M. Padhee,1 I.C. McMillen,1 S. Zhang,1 S.M. MacLaughlin,1 D.O. Kleemann,2 S.K. Walker,2 J. Kelly,2 S. Rudiger2 and J.L. Morrison,1 1Sansom Institute for Health Research, University of South Australia, Adelaide, SA 5001, Australia and 2Turretfield Research Centre, South Australian Research and Development Institute, Rosedale, SA 5350, Australia.

Background: The developing oocyte and embryo are vulnerable to any perturbations in the nutritional environment during the periconceptional period. It has been shown that assisted reproductive technologies, one example of manipulations during the periconceptional period, have been associated with altered cardiometabolic health in postnatal life. In this study, we aimed to determine if in vitro culture and transfer of the embryo, which are part of assisted reproductive technologies as well as manipulations to the nutritional environment during the periconceptional period, alter cardiac metabolism in postnatal life.
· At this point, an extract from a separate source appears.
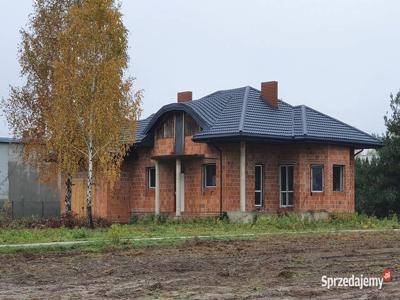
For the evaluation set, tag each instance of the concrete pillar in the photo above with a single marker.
(242, 176)
(178, 188)
(157, 198)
Methods: All experiments were approved by the University of South Australia/IMVS Animal Ethics Committees and performed according to the guidelines of the Australian code of practice for the care and use of animals for scientific purposes. Embryos were either transferred to an intermediate ewe (ET) or cultured in vitro in the absence (IVC) or presence of human serum (IVCHS) and a methyl donor (IVCHS+M) for 6d. Naturally mated (NM) ewes acted as controls. At 24 weeks, sheep were humanely killed with an overdose of Lethobarb and the hearts were collected. mRNA expression of receptors and signalling molecules involved in cardiac metabolism were measured using qRT-PCR. Plasma non-esterified fatty acids (NEFA) and glucose concentrations were also measured at 24 weeks.
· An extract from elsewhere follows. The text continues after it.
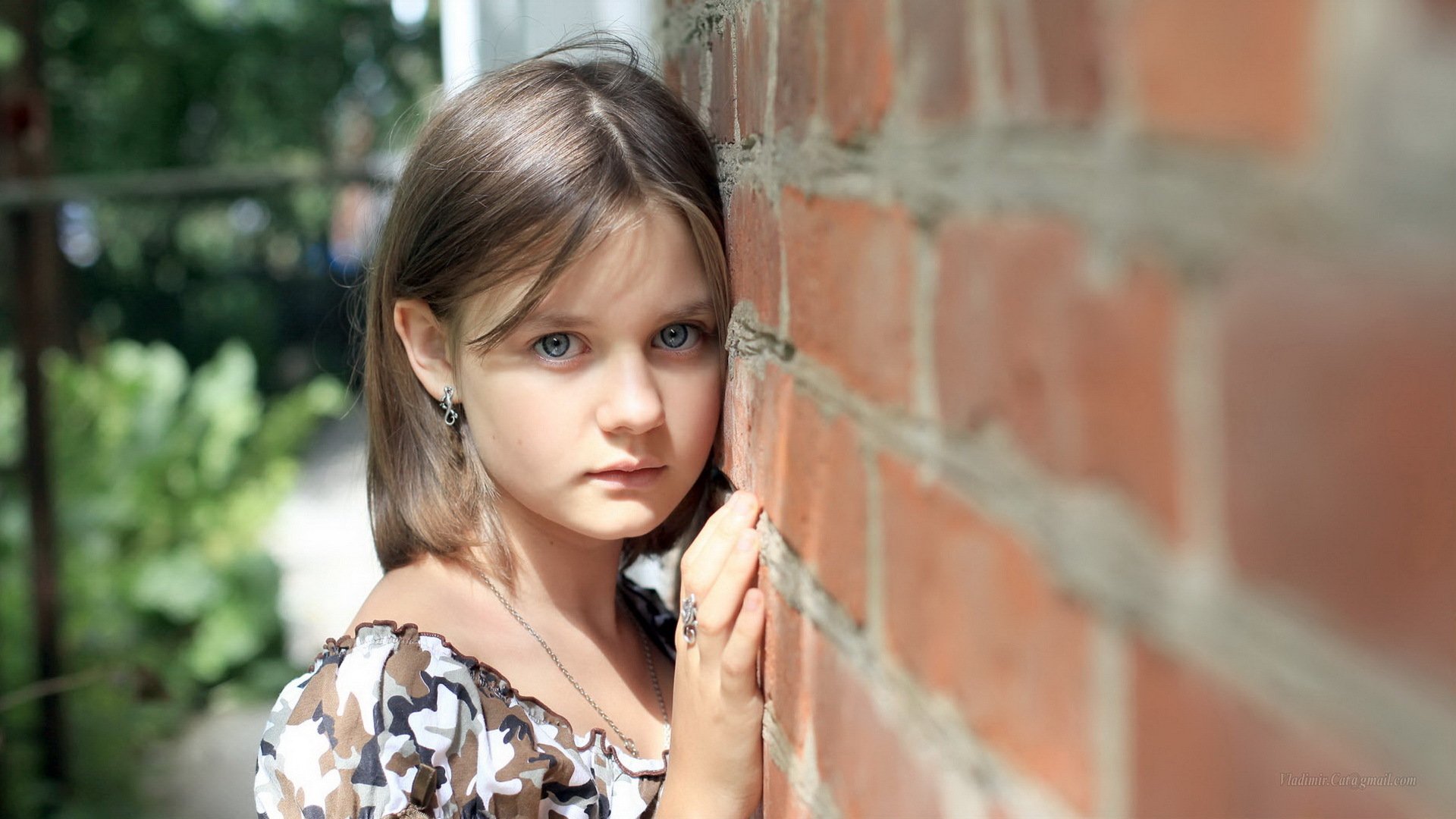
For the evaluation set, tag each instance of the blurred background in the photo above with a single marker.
(191, 190)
Results: The mRNA expression of Peroxisome proliferator-activated receptor-α (PPARα), a master transcriptional regulator of genes involved in fatty acid metabolism was decreased in females of all treatment groups compared to controls. An increased plasma NEFA concentration was found in IVCHS+M females only. However, there was no change in other signaling molecules involved in fatty acid metabolism such as CD36, acetyl CoA carboxylase, fatty acid transporter protein 1 and carnitine palmitoyltransferase-Ib. There plasma glucose concentrations remained unaltered in any of the treatment groups. An increase gene expression of pyruvate dehydrogenase kinase-4 (PDK4) was observed in IVCHS+M females only but no difference in other signaling molecules involved in cardiac glucose metabolism such as glucose transporter-4 and Pyruvate carboxylase.
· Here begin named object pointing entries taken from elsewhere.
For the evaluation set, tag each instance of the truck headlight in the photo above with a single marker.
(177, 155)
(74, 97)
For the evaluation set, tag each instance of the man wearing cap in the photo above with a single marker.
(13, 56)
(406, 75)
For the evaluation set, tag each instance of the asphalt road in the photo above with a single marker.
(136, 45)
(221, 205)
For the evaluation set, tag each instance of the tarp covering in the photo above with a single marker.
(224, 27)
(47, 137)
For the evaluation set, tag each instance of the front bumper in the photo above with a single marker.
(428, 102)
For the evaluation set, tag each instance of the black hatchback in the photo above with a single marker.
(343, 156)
Conclusions: This study demonstrates that culture and transfer of the embryo results in a decrease in cardiac PPARα gene expression in females, suggesting a decrease in fatty acid metabolism. The increase in plasma NEFA concentrations in females of IVCHS+M with a decrease in PPARα gene expression suggests an abnormal balance between fatty acid availability and fatty acid oxidation, which may result in a vulnerability to lipid accumulation by increasing the flux of NEFA in the heart in later life. The increase in PDK 4 in the females of the IVCHS+M group suggests a potential decrease in glucose oxidation with no change in glycolysis and this may lead to acidosis and impaired contractility.These results suggest that early nutritional manipulation of the embryo can alter cardiac metabolism in females, but not males, in early postnatal life.